Further, the efforts by clinicians and families to eliminate intersex have traditionally entailed the strenuous production of silences — about hospital visits, scars, parental fears, injections, and even years of childhood — that actively create intersex as a state of strangeness rather than securing its removal from discourse. The experience of treatment as simultaneously objectionable and ineffective has been a central complaint of the intersex rights movement since its inception in the early 1990s (Chase 1998: 197–203). Consequently, activists have reappropriated intersex as an identity. To identify as intersex is to assert both that treatment does not work, insofar as medical interventions amplify the strangeness of one's intersex attributes, and that treatment should not be done at all, insofar as it discriminates against individuals on the basis of immutable characteristics. Such activism reveals that power never wholly grips or disciplines the body but produces opportunities for resistance to medicalization.

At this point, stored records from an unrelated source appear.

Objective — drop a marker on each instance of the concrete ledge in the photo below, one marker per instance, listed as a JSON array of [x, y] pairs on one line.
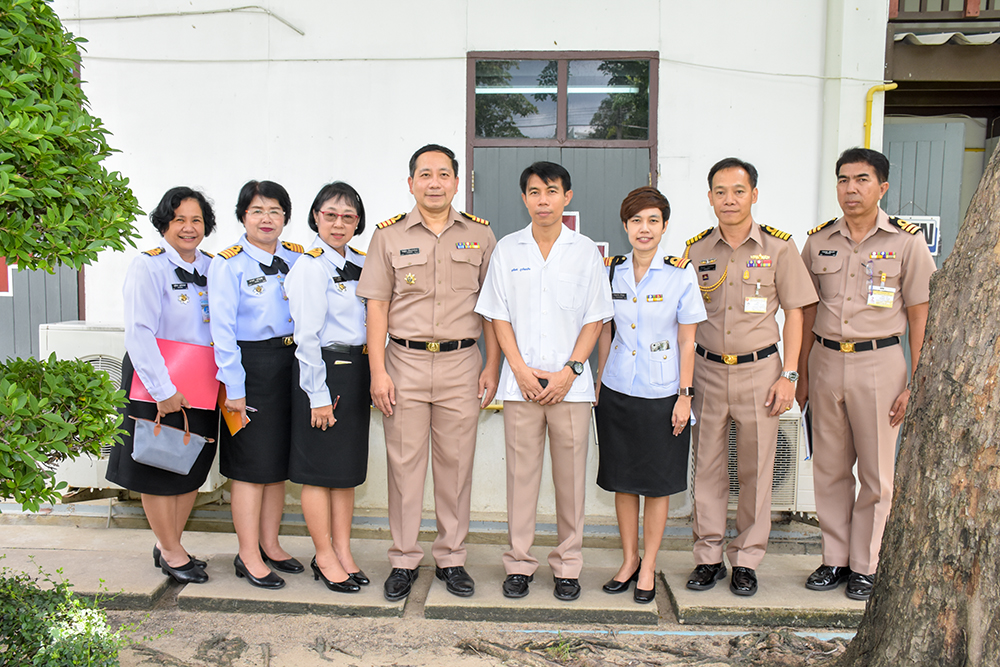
[[782, 598]]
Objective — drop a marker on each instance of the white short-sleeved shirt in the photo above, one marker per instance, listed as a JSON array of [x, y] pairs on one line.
[[325, 310], [643, 360], [547, 302]]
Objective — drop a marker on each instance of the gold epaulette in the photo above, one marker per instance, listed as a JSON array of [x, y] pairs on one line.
[[475, 219], [776, 233], [695, 239], [907, 227], [231, 252], [614, 260], [819, 227], [391, 221]]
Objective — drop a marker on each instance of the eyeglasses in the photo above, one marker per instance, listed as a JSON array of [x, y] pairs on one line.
[[258, 213], [348, 218]]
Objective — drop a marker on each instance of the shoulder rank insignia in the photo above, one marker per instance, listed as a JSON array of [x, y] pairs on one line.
[[819, 227], [391, 221], [614, 260], [907, 227], [695, 239], [231, 252], [776, 233], [475, 219]]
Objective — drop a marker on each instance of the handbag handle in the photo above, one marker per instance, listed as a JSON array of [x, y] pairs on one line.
[[187, 428]]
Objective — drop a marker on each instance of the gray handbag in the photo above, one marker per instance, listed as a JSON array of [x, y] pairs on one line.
[[166, 447]]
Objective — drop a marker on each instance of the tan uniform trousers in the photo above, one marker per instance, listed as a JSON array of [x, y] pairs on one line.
[[524, 426], [850, 395], [722, 393], [435, 398]]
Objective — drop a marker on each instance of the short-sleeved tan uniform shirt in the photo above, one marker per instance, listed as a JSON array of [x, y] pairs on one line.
[[743, 287], [431, 282], [892, 258]]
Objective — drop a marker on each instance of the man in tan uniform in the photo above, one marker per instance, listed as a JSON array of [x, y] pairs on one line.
[[746, 272], [873, 275], [422, 277]]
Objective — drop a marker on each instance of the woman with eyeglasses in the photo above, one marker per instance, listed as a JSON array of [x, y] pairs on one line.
[[330, 405], [166, 297], [255, 353]]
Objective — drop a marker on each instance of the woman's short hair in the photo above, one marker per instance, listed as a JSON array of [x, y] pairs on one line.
[[164, 211], [338, 190], [642, 198], [268, 189]]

A collaborative effort in 2005 by patient advocates and clinicians to replace the medical terms intersex and hermaphrodite with disorders of sex development has highlighted the inseparability of power and resistance. To some commentators, the new nomenclature has usefully refocused doctors' attention on those phenomena that, unlike gender, can benefit demonstratively from medical intervention — such as a reduction in the risk of gonadal tumors or the facilitation of fertility. To others, the phrase disorders of sex development has nullified the advances made in the name of intersex activism and cast as disordered or disabled those individuals for whom intersex remains an identity (Reis 2007: 538). These contrasting outcomes are not mutually exclusive. Moreover, intersex continues to circulate among patient activists and humanities scholars. To exaggerate the capacity of medicine to determine the meaning of sexual atypicality would amplify medical power even while seeking to resist it.

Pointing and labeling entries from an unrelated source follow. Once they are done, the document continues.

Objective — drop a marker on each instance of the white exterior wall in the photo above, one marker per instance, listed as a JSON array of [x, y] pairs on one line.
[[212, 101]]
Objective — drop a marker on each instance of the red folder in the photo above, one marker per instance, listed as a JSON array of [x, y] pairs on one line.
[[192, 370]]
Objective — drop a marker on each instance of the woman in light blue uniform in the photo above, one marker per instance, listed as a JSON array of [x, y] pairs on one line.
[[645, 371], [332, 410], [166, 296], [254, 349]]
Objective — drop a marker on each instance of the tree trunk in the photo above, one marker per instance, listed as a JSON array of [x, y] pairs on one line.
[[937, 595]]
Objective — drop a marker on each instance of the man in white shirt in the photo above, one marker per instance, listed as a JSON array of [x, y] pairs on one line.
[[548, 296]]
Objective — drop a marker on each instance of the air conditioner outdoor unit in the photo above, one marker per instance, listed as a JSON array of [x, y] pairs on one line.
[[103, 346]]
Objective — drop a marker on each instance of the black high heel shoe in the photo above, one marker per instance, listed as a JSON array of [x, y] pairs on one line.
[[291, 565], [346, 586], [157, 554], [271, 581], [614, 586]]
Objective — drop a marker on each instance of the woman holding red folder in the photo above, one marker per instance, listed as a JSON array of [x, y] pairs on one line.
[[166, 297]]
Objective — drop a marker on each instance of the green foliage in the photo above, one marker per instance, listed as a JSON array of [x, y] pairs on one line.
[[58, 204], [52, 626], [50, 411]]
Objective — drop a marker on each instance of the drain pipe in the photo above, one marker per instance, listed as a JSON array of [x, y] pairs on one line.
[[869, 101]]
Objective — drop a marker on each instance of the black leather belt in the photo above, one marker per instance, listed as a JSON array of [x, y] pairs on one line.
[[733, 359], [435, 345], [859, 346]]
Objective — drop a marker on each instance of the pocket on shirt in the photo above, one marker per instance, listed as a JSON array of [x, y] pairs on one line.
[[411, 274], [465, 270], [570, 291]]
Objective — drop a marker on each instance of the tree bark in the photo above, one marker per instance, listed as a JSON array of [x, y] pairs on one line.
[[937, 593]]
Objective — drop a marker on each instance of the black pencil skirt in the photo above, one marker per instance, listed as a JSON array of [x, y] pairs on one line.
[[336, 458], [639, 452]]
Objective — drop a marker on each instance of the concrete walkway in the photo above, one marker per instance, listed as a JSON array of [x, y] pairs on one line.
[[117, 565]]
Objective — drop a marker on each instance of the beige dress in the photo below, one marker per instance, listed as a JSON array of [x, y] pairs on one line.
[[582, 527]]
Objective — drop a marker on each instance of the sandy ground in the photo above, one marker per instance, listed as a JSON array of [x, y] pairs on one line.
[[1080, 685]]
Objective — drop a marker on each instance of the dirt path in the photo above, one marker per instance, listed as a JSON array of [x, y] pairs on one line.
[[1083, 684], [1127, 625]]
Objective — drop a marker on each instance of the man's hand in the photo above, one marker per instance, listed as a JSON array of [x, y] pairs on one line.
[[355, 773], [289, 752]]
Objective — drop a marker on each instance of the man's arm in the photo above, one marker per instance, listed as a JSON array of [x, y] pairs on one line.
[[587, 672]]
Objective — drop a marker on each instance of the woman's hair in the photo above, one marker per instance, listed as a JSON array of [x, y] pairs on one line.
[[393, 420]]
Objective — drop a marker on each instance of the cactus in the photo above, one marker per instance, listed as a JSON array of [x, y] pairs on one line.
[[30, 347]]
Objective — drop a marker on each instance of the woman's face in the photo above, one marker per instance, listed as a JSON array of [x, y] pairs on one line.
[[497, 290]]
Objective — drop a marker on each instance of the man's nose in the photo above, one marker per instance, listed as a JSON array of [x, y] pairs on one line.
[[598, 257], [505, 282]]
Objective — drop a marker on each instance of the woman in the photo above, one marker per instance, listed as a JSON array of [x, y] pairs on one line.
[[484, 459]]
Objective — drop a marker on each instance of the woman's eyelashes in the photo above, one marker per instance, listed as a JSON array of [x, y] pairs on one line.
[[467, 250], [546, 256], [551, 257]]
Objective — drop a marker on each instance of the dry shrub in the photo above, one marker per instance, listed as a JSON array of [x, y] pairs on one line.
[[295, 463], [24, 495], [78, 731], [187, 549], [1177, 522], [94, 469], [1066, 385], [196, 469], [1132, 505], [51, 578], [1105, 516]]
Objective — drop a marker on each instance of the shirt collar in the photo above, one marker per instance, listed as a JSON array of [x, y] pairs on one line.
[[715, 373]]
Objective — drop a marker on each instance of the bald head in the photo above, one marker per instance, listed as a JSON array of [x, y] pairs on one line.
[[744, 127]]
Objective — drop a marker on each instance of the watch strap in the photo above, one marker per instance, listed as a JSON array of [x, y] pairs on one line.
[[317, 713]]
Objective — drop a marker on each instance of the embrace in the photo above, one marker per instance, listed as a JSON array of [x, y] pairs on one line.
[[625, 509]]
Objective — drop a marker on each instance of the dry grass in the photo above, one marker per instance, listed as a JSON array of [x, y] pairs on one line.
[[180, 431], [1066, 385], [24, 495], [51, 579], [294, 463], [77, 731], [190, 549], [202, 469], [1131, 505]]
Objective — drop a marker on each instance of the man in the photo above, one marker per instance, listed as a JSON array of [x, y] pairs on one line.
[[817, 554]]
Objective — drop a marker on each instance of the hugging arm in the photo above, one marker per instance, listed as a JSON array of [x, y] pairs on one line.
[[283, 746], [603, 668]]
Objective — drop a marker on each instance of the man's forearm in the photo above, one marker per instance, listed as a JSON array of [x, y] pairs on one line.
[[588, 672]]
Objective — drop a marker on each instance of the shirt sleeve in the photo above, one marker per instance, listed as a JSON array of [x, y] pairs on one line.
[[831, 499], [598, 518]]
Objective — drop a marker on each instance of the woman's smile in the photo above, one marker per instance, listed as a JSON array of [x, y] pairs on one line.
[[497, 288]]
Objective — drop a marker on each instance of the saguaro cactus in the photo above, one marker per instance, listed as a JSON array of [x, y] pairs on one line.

In the context of trans studies, both intersex and transsexuality raise the question of what kind of body one needs to have in order to claim membership in a gender and whether a person's sense of belonging to a gender is colored by the experience of living in a body that has been touched by medical technology. Sometimes intersex and transsexuality have been construed as complementary examples of gender's construction — where the former shows gender's assemblage by force, and the latter its alteration by free will. But that analysis assumes the success of most intersex treatment and fails to account for the continuity of identity experienced by many trans individuals before and after medical treatment. Encounters with medicine neither cause trans people to change gender nor cause intersex individuals to acquire gender in the first place. Future scholarship might situate medical claims to treat intersex within the emerging canon of failure studies and help to divert academic and activist critiques of intersex medicine from that same disillusioning destination.